Nenhuma delas é a sucessora direta da LaFerrari, mas elas cumprem esse papel em termos de especialidade e exclusividade. E a sucessora da LaFerrari já está a caminho, e só precisa superar estas três Ferrari da série Icona. Na prática, a Ferrari apenas desviou o foco dos hipercarros: em vez do desempenho puro, o próximo hipercarro da marca terá um conjunto de exclusividade, reverência ao passado e desempenho de ponta.
A McLaren fez o mesmo — e fez antes da Ferrari. Como superar o McLaren F1? Fazendo com que seus sucessores não sejam comparáveis a ele. Foi ela a primeira fabricante a dividir sua linha em séries — os hipercarros estão na Ultimate Series. Assim, o P1 não se compara ao F1, o Senna não se compara ao P1, nem ao Speedtail, muito menos ao Elva.
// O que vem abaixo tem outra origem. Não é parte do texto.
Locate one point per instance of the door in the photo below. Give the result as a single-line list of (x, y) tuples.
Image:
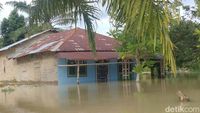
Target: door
[(102, 73)]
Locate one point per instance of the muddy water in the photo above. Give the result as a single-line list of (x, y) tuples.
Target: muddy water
[(148, 96)]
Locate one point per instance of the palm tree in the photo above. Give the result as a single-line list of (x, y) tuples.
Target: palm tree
[(147, 19)]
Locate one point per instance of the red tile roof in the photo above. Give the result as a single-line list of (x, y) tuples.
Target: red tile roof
[(73, 44)]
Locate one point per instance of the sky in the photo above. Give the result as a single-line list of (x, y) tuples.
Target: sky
[(102, 25)]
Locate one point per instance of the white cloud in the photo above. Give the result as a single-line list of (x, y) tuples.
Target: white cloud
[(102, 27)]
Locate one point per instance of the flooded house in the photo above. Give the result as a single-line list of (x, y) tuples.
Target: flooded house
[(64, 57)]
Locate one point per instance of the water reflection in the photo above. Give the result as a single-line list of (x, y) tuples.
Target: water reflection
[(151, 96)]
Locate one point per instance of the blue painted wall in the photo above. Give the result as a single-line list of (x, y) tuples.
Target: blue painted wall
[(64, 79), (113, 71), (113, 74)]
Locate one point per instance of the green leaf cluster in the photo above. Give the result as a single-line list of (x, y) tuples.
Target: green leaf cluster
[(12, 29), (185, 36)]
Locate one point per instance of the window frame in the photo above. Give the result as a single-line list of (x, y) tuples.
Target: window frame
[(75, 73)]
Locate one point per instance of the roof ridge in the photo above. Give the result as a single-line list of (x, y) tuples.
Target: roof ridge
[(23, 40)]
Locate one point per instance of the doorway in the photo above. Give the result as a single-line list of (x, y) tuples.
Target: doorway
[(102, 72)]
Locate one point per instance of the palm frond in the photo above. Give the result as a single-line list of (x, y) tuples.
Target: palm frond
[(147, 19), (21, 6)]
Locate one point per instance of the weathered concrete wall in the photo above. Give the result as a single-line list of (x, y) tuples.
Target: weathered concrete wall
[(42, 67)]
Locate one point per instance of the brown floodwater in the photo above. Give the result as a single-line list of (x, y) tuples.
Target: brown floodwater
[(147, 96)]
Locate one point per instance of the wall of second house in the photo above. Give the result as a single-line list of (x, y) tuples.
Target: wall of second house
[(91, 73), (36, 68), (41, 67)]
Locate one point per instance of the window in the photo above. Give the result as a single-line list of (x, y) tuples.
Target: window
[(72, 70)]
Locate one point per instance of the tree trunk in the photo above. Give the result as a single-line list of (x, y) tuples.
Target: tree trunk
[(137, 64)]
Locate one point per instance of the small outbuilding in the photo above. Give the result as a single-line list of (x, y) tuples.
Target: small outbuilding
[(64, 57)]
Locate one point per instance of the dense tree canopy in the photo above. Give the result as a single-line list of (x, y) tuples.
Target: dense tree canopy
[(186, 41), (11, 28)]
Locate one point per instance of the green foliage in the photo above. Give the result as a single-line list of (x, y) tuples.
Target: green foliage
[(132, 47), (185, 36), (12, 28), (148, 20)]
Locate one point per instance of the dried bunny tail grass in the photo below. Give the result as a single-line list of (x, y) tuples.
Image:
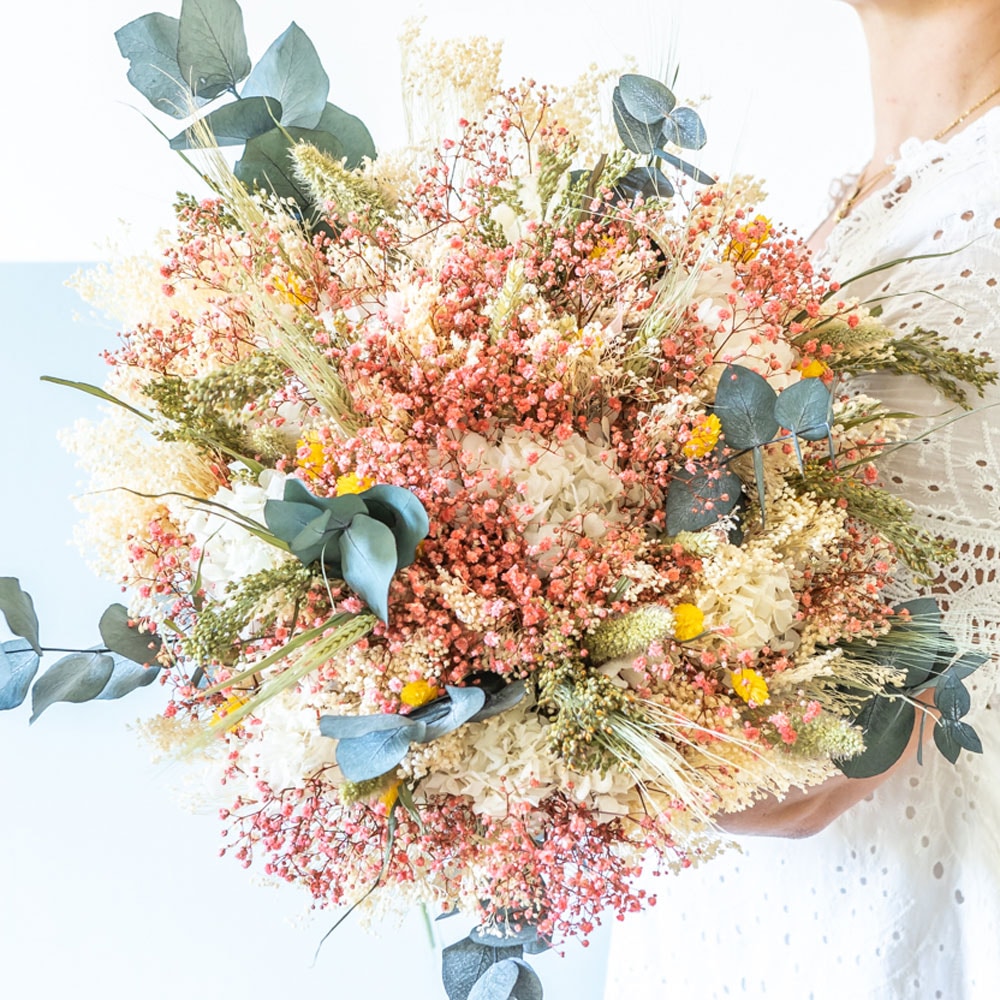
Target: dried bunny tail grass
[(445, 80), (279, 320), (330, 183)]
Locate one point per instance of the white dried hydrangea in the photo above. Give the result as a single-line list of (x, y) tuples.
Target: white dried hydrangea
[(228, 551)]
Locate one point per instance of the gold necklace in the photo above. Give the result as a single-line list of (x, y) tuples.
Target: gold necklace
[(864, 185)]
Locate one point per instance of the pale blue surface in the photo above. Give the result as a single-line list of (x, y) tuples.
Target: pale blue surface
[(107, 887)]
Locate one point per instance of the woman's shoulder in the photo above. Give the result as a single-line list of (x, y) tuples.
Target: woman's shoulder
[(941, 196)]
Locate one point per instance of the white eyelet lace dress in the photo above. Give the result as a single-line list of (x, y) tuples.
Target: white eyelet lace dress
[(900, 897)]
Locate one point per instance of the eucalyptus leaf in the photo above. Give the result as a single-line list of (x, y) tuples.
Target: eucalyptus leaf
[(699, 499), (150, 45), (233, 124), (945, 739), (642, 182), (287, 518), (951, 698), (683, 127), (499, 701), (377, 753), (266, 162), (511, 979), (75, 678), (212, 46), (528, 934), (887, 725), (804, 408), (645, 99), (127, 676), (538, 947), (125, 639), (464, 962), (343, 727), (916, 645), (966, 737), (744, 404), (638, 136), (695, 173), (462, 705), (18, 666), (291, 71), (368, 562), (351, 132), (968, 663), (309, 543), (19, 610), (403, 513)]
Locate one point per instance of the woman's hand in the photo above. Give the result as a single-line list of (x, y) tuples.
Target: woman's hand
[(802, 813)]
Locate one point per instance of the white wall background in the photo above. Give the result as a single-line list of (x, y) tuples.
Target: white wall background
[(106, 888)]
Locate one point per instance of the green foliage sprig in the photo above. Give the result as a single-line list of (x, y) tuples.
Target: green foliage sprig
[(889, 515), (125, 662), (928, 659), (182, 64), (213, 408), (926, 353)]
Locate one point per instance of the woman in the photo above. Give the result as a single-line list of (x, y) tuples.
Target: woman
[(900, 895)]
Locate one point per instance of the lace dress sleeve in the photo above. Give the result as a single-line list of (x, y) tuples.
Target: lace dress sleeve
[(900, 897)]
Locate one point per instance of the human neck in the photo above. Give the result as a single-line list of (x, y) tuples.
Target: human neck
[(931, 60)]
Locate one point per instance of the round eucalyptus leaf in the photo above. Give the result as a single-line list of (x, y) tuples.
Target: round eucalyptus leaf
[(19, 610), (699, 499), (462, 705), (683, 127), (309, 543), (887, 725), (645, 99), (744, 404), (368, 562), (635, 134), (124, 638), (266, 162), (403, 513), (18, 666), (126, 677), (76, 678), (150, 45), (343, 727), (352, 133), (511, 979), (499, 701), (464, 962), (233, 124), (804, 408), (377, 753), (212, 46), (951, 698), (946, 741)]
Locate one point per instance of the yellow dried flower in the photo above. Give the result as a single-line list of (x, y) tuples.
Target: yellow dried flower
[(230, 705), (309, 455), (750, 686), (704, 436), (353, 483), (418, 693), (389, 796), (815, 369), (747, 243), (689, 622)]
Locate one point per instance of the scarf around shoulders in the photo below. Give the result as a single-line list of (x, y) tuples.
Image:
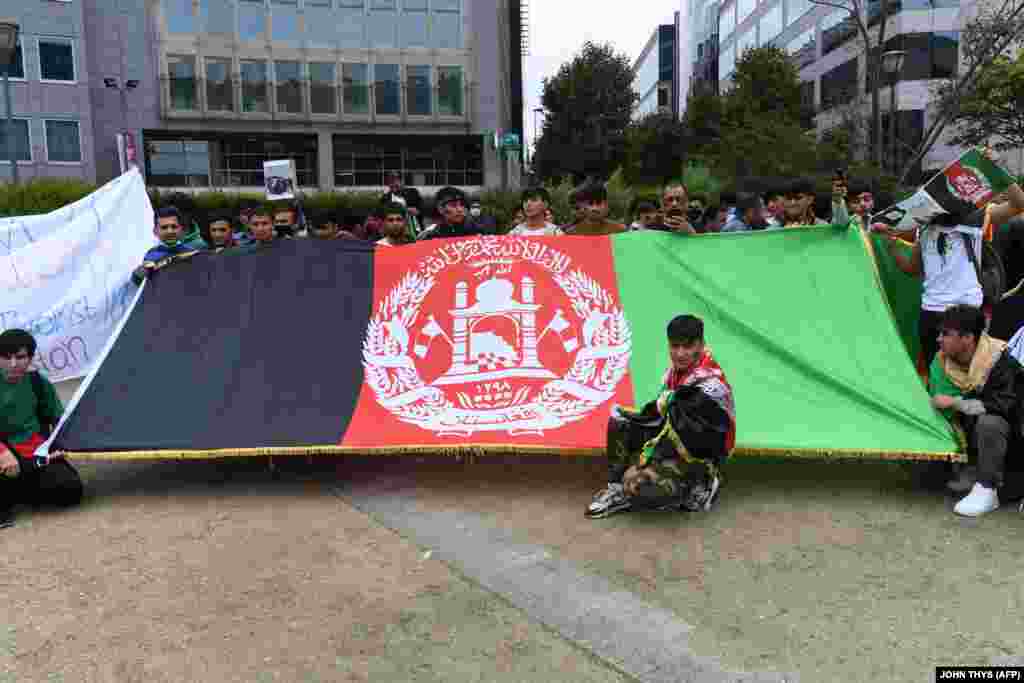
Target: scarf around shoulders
[(985, 355)]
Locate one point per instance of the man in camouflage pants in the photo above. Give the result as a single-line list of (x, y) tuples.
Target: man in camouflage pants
[(668, 456)]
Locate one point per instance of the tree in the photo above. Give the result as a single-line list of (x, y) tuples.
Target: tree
[(994, 108), (655, 150), (765, 83), (589, 104)]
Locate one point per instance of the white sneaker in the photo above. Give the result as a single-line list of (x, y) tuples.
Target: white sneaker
[(980, 501), (608, 501), (965, 479)]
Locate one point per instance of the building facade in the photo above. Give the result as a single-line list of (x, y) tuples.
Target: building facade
[(826, 48), (654, 74), (49, 84), (349, 89)]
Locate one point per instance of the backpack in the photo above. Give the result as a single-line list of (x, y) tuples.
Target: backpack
[(991, 274)]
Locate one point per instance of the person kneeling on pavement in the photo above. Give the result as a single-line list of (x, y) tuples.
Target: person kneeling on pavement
[(975, 381), (669, 455), (30, 409)]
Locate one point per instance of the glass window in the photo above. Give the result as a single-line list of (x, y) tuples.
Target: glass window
[(252, 20), (450, 90), (840, 85), (178, 163), (219, 89), (350, 27), (62, 141), (23, 144), (743, 9), (322, 26), (254, 95), (418, 90), (796, 8), (285, 22), (322, 98), (945, 53), (17, 65), (836, 30), (771, 24), (356, 88), (804, 48), (218, 16), (382, 28), (727, 22), (745, 42), (446, 30), (56, 59), (288, 76), (414, 24), (179, 16), (181, 75), (726, 62), (386, 89)]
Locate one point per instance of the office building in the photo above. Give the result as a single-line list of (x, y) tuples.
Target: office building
[(349, 89), (828, 52), (49, 84), (654, 74)]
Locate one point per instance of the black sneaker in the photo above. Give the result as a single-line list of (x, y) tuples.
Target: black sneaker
[(607, 502)]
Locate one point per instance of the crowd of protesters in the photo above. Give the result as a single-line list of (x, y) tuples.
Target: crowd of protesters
[(974, 378)]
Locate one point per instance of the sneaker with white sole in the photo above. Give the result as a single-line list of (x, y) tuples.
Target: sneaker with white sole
[(980, 501), (965, 479), (608, 501)]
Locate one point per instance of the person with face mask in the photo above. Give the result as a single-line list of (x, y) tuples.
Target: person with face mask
[(455, 221), (749, 216), (535, 207), (593, 198), (30, 410), (484, 222)]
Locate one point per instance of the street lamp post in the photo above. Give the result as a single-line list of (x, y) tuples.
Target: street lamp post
[(892, 65), (8, 45)]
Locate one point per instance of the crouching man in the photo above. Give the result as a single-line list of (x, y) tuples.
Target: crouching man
[(974, 380), (29, 410), (668, 456)]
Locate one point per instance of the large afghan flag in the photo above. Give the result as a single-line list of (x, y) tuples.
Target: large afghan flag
[(501, 344)]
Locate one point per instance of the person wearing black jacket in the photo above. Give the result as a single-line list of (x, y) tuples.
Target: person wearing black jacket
[(452, 207), (975, 380)]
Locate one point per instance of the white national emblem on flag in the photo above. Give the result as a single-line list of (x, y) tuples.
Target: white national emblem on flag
[(493, 377)]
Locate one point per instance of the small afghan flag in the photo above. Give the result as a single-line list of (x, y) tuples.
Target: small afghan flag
[(961, 188)]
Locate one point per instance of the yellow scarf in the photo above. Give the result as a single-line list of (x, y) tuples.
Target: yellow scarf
[(984, 357)]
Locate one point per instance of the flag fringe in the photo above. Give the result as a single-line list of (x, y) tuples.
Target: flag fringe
[(473, 451)]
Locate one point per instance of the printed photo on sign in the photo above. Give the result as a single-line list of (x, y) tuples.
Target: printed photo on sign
[(280, 179)]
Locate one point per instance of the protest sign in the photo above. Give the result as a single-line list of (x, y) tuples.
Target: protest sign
[(66, 274)]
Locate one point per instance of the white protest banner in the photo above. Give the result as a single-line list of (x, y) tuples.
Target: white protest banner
[(65, 275)]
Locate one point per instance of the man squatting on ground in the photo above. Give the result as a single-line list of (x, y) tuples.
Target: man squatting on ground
[(669, 455), (974, 380), (29, 411)]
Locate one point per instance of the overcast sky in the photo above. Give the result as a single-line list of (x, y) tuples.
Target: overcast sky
[(559, 28)]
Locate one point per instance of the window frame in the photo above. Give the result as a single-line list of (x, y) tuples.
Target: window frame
[(438, 70), (46, 142), (32, 155), (24, 78), (74, 58)]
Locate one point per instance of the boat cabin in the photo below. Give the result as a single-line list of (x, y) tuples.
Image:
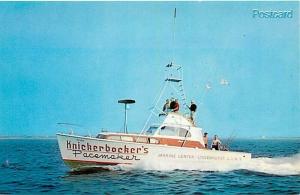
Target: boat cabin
[(176, 130)]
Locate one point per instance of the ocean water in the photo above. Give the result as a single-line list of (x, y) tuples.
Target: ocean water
[(32, 166)]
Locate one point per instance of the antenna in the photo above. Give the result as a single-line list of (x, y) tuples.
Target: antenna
[(173, 37), (125, 102)]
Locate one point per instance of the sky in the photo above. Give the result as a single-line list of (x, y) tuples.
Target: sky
[(72, 61)]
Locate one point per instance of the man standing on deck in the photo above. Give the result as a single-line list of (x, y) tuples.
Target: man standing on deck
[(205, 139), (176, 106), (166, 107), (216, 143)]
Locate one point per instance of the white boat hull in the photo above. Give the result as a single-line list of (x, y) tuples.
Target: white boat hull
[(82, 152)]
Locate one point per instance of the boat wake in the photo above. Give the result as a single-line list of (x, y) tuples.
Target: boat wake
[(282, 166)]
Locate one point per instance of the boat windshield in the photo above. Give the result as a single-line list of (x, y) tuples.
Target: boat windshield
[(152, 129)]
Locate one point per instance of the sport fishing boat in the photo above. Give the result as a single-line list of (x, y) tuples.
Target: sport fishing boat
[(176, 139)]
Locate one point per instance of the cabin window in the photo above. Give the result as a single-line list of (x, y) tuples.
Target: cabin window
[(114, 137), (151, 130), (142, 140), (174, 131)]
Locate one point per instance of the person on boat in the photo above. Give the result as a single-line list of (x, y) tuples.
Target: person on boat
[(166, 107), (172, 104), (176, 106), (193, 108), (205, 139), (216, 143)]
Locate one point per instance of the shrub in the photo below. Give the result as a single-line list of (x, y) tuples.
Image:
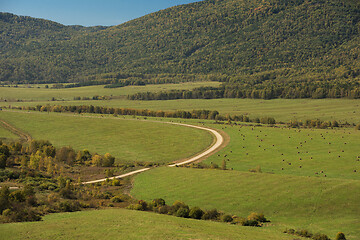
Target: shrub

A outra parte do cuidado com os desejos tem a ver com a expectativa do público: por alguma razão o público sempre espera que os carros sejam mais rápidos e mais potentes. Carroll Shelby, meses antes de partir, disse que só fez um Mustang de 1.000 cv porque 500 cv já não lhe renderiam capas de revistas.
Ele, mais do que ninguém, sabia que você não precisa de 1.000 cv para ter um Mustang matador. Ele escreveu a história do Mustang com bem menos que isso. E não estou falando do GT350 dos anos 1960, mas de suas criações mais recentes.
O mesmo aconteceu quando a Renault lançou no Brasil o Sandero RS: milhares de pilotos de teclado torceram o nariz porque “esportivo de 150 cv não é esportivo”, ignorando o fato de o RS ter sido o melhor e mais completo esportivo “mundano” fabricado no Brasil. E digo isso mantendo toda a admiração que tenho pelo Gol GTI.
Esse papo já foi tema do Podcast 37 e de uma pensata publicada aqui no site há alguns anos. Os carros nunca foram tão bons — até mesmo os antigos nunca foram tão bons —, mas chegamos a um ponto no qual um Porsche 911 capaz de subir uma rampa de condomínio precisa fazer um tempo de volta que Jackie Stewart não faria em sua temporada de estréia na Fórmula 1.
E isso reflete na indecisão da Porsche sobre seu futuro hipercarro: imagine o fiasco reputacional de se lançar um hipercarro que “toma pau” do GT2 RS na pista, mesmo custando mais caro e tendo mais recursos.
Pare de reclamar! Estamos vivendo o melhor momento para curtir os carros!
Então a consequência de esperar sempre mais dos supercarros, é a mesma de quando se quer sempre mais de qualquer outra coisa: a insensibilidade, a apatia. A incapacidade de se impressionar. Extraordinário é algo que está fora do que é ordinário. Se o extraordinário se torna a nova ordem, ele naturalmente se torna ordinário. Da mesma forma o ensino superior universalizado deixa de ser superior e se torna médio. Fazer festa todo dia tira a graça das festas. E o resultado é uma espiral ascendente que te leva à beira de um abismo. Você irá querer sempre mais, mas… não é possível ter sempre mais. O próprio universo não terá sempre mais. Por que você teria?
Muita gente já acordou desse transe que é a expectativa de ter carros mais potentes e mais velozes, trocando quantidade por qualidade. A mais sólida evidência disso é o boom dos restomods e recriações — boa parte delas feitas pelas próprias fabricantes. É como aquele cara que deu a volta ao mundo para descobrir que não existe lugar melhor que o nosso lar. Você busca insanamente experiências mais intensas, para, no final, descobrir que aquilo que já conhecia era o que te satisfazia suas expectativas.
A própria Porsche já percebeu isso com o GT3 RS da geração passada, inicialmente oferecido somente com câmbio PDK, e, mais tarde, oferecido com câmbio manual. Os clientes não se importavam com os tempos mais rápidos da caixa super-rápida. Eles queriam só o bom e velho câmbio manual, o mesmo que o 911 Carrera RS usava em 1973.